This is remedied by passing the parsed struct through toArray and targeting the army.unit property

toArray(obj, "army.unit");
const expected = {
  army: [
    {
      name: "1st army",
      unit: [{ name: "1st unit", }, ],
    },
    {
      name: "2nd army",
      unit: [
        { name: "2nd unit", },
        { name: "3rd unit", },
      ],
    },
  ],
};

Write API

The write API is low level in order to clear out any ambiguities that may arise from a higher level API.
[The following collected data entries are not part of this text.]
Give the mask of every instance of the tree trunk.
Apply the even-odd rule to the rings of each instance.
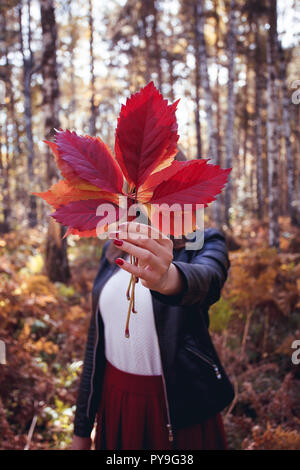
[[[174,66],[173,66],[173,57],[172,52],[168,54],[168,76],[169,76],[169,85],[170,85],[170,100],[171,103],[175,101],[175,93],[174,93]]]
[[[5,102],[8,103],[7,84],[5,88]],[[11,194],[10,194],[10,155],[8,139],[8,104],[6,105],[6,119],[4,124],[5,165],[3,165],[3,227],[2,231],[9,232],[11,229]]]
[[[268,140],[268,193],[269,193],[269,244],[279,248],[279,187],[278,187],[278,96],[276,94],[276,47],[277,47],[277,11],[276,0],[269,0],[270,29],[267,36],[268,68],[268,106],[267,106],[267,140]]]
[[[295,149],[296,149],[296,155],[300,155],[300,129],[299,129],[299,122],[300,122],[300,106],[298,104],[294,105],[294,114],[295,114],[295,122],[297,123],[296,129],[295,129]],[[298,195],[297,197],[297,204],[296,204],[296,211],[297,211],[297,222],[298,225],[300,226],[300,158],[298,158],[298,188],[296,188],[296,194]]]
[[[94,18],[93,4],[89,0],[89,35],[90,35],[90,80],[91,80],[91,117],[90,135],[96,135],[96,105],[95,105],[95,64],[94,64]]]
[[[158,14],[156,8],[155,0],[151,0],[152,3],[152,12],[153,12],[153,40],[154,40],[154,48],[155,48],[155,59],[156,59],[156,70],[157,70],[157,82],[158,82],[158,89],[162,91],[162,69],[161,69],[161,48],[158,40]]]
[[[7,233],[10,230],[10,197],[9,197],[9,173],[8,173],[8,161],[7,161],[7,147],[5,146],[5,160],[4,152],[2,149],[2,143],[6,144],[4,140],[4,135],[2,134],[2,126],[0,126],[0,181],[1,181],[1,193],[2,193],[2,219],[3,222],[0,223],[0,233]]]
[[[11,135],[11,157],[10,157],[10,162],[9,162],[9,169],[14,172],[14,197],[15,200],[18,200],[18,197],[21,196],[23,198],[24,192],[26,192],[26,189],[24,188],[24,178],[20,178],[20,160],[19,158],[22,155],[22,149],[21,149],[21,139],[20,139],[20,132],[19,132],[19,124],[18,124],[18,119],[17,119],[17,114],[16,114],[16,100],[15,100],[15,92],[16,87],[14,86],[13,83],[13,77],[12,77],[12,64],[9,61],[9,46],[10,46],[10,31],[7,30],[6,28],[6,12],[5,10],[2,13],[1,16],[1,24],[0,24],[0,30],[2,29],[3,31],[3,37],[4,37],[4,54],[3,54],[3,59],[5,60],[5,77],[4,77],[4,82],[5,82],[5,89],[6,89],[6,110],[7,110],[7,123],[9,122],[9,127],[12,130],[10,135]],[[3,104],[4,105],[4,104]],[[10,183],[9,183],[10,184]]]
[[[236,53],[236,38],[235,38],[235,0],[230,1],[230,16],[229,16],[229,32],[228,32],[228,111],[227,111],[227,125],[226,125],[226,168],[231,168],[234,158],[234,116],[235,116],[235,95],[234,95],[234,78],[235,78],[235,53]],[[230,226],[229,210],[231,206],[231,191],[232,183],[229,177],[225,189],[225,221]]]
[[[213,95],[209,83],[208,75],[208,57],[206,50],[206,42],[204,36],[205,26],[205,9],[204,0],[195,1],[195,18],[196,18],[196,30],[197,30],[197,41],[198,41],[198,56],[199,56],[199,76],[201,86],[204,90],[205,97],[205,113],[207,122],[207,136],[208,136],[208,157],[211,163],[218,161],[218,129],[216,127],[214,114],[213,114]],[[212,204],[212,214],[214,222],[217,228],[220,228],[220,215],[218,210],[218,199]]]
[[[74,23],[73,19],[73,12],[72,12],[72,0],[68,0],[68,23],[70,26],[70,36],[71,36],[71,43],[70,43],[70,92],[71,92],[71,100],[70,106],[68,110],[68,123],[69,128],[72,128],[75,125],[75,111],[76,111],[76,86],[75,86],[75,67],[74,67],[74,49],[76,46],[76,40],[74,37],[74,30],[76,24]]]
[[[205,95],[205,112],[206,112],[206,121],[207,121],[207,132],[208,132],[208,157],[211,159],[212,163],[215,163],[217,159],[217,134],[216,125],[214,122],[213,116],[213,96],[209,84],[209,75],[208,75],[208,60],[207,60],[207,50],[204,37],[204,26],[205,26],[205,10],[204,10],[204,1],[195,0],[196,2],[196,28],[198,36],[198,52],[200,58],[199,64],[199,75],[201,80],[201,85],[204,90]]]
[[[218,12],[218,0],[215,0],[215,14],[216,14],[216,64],[217,64],[217,79],[216,79],[216,106],[217,106],[217,157],[216,164],[222,165],[222,139],[221,139],[221,102],[220,102],[220,60],[219,60],[219,40],[220,40],[220,18]],[[216,226],[220,229],[224,222],[224,194],[219,194],[214,202],[214,220]]]
[[[295,205],[295,164],[292,154],[292,143],[291,143],[291,125],[290,125],[290,101],[286,86],[286,62],[284,58],[284,52],[282,49],[281,42],[278,41],[279,51],[279,65],[280,65],[280,80],[282,87],[282,125],[283,135],[285,141],[285,155],[287,163],[287,199],[288,199],[288,212],[291,218],[291,223],[297,225],[297,210]]]
[[[217,159],[216,164],[222,165],[222,138],[221,138],[221,93],[220,93],[220,57],[219,57],[219,41],[220,41],[220,18],[218,13],[218,0],[215,0],[216,12],[216,63],[217,63],[217,79],[216,79],[216,105],[217,105]]]
[[[46,140],[59,129],[59,86],[56,66],[56,22],[54,0],[41,0],[42,22],[42,74],[43,112]],[[58,171],[53,156],[47,147],[47,177],[53,184],[58,179]],[[65,228],[50,218],[46,241],[46,270],[51,281],[66,282],[70,278],[67,259],[67,241],[62,239]]]
[[[4,33],[4,40],[6,40],[6,17],[5,12],[0,15],[1,20],[1,30]],[[11,84],[11,66],[8,61],[8,49],[5,42],[4,47],[4,60],[5,60],[5,76],[4,76],[4,83],[5,83],[5,97],[4,97],[4,104],[3,108],[5,110],[5,122],[4,122],[4,148],[5,148],[5,160],[2,153],[1,148],[1,168],[2,168],[2,207],[3,207],[3,223],[1,226],[1,231],[3,233],[9,232],[11,230],[11,185],[10,185],[10,170],[11,170],[11,148],[9,142],[9,133],[8,128],[9,124],[11,124],[11,106],[12,106],[12,84]],[[2,139],[1,139],[2,145]],[[5,163],[4,163],[5,161]]]
[[[27,143],[27,173],[29,182],[29,227],[37,225],[37,211],[36,211],[36,196],[31,194],[35,187],[35,176],[33,171],[34,166],[34,145],[32,135],[32,103],[31,103],[31,74],[33,67],[33,55],[31,50],[31,15],[30,15],[31,0],[27,1],[27,44],[28,44],[28,58],[25,56],[24,40],[23,40],[23,27],[22,27],[22,3],[19,5],[19,35],[20,35],[20,49],[23,58],[23,94],[24,94],[24,118],[25,118],[25,132]]]
[[[142,13],[142,34],[145,41],[145,52],[144,52],[144,62],[145,62],[145,82],[146,84],[150,82],[151,79],[151,60],[150,60],[150,38],[147,35],[147,5],[143,3],[143,13]]]
[[[194,5],[194,55],[195,55],[195,126],[197,139],[197,158],[202,157],[201,123],[200,123],[200,57],[199,32],[197,28],[197,5]]]
[[[263,152],[263,135],[262,135],[262,119],[261,119],[261,104],[263,99],[263,76],[262,76],[262,63],[260,56],[260,39],[259,39],[259,19],[256,19],[255,24],[255,143],[256,143],[256,199],[257,199],[257,216],[261,220],[263,218],[263,166],[262,166],[262,152]]]
[[[243,106],[243,129],[244,129],[244,141],[243,141],[243,168],[244,175],[247,178],[247,154],[248,154],[248,138],[249,138],[249,116],[248,116],[248,99],[249,99],[249,86],[248,86],[248,77],[249,77],[249,56],[246,57],[246,83],[244,87],[244,106]]]
[[[297,136],[296,136],[296,144],[297,144],[297,148],[298,148],[298,152],[297,152],[297,155],[300,155],[300,130],[299,130],[299,122],[300,122],[300,106],[298,106],[296,108],[296,115],[298,114],[297,116],[297,120],[296,122],[298,123],[298,126],[297,126]],[[297,200],[297,220],[298,220],[298,225],[300,226],[300,159],[298,159],[298,200]]]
const jomini = await Jomini.initialize();
const out = jomini.write((writer) => {
  writer.write_unquoted("data");
  writer.write_object_start();
  writer.write_unquoted("settings");
  writer.write_array_start();
  writer.write_integer(0);
  writer.write_integer(1);
  writer.write_end();
  writer.write_unquoted("name");
  writer.write_quoted("world");
  writer.write_end();
  writer.write_unquoted("color");
  writer.write_header("rgb");
  writer.write_array_start();
  writer.write_integer(100);
  writer.write_integer(150);
  writer.write_integer(74);
  writer.write_end();
  writer.write_unquoted("start");
  writer.write_date(new Date(Date.UTC(1444, 10, 11)));
});

The return value will be a byte array that contains the following:

data={
  settings={
    0 1
  }
  name="world"
}
color=rgb {
  100 150 74
}
start=1444.11.11

Slim Module

By default, the jomini entrypoint includes Wasm that is base64 inlined. This is the default as most developers will probably not need to care. However some developers will care: those running the library in environments where Wasm is executable but not compilable or those who are ambitious about reducing compute and bandwidth costs for their users.
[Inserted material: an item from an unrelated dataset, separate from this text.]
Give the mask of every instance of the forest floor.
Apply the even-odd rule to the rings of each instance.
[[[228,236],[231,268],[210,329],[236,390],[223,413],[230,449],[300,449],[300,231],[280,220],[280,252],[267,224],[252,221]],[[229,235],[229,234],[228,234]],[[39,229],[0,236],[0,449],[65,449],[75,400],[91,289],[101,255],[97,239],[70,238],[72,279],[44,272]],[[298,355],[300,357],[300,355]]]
To cater to these use cases, there is a jomini/slim package that operates the exactly the same except now it is expected for developers to prime initialization through some other means:

import { Jomini } from "jomini/slim";
import wasm from "jomini/jomini.wasm";

const data = `player="FRA"`;
const parser = await Jomini.initialize({ wasm });
const out = parser.parseText(data);

Deno

Deno is currently supported through their npm specifier. Jomini requires --allow-read permissions.

import { Jomini } from "npm:jomini@0.8.0";

const data = await Deno.readAll(Deno.stdin);
const parser = await Jomini.initialize();
const out = parser.parseText(
  data,
  { encoding: "windows1252" },
  (query) => query.json(),
);

console.log(out);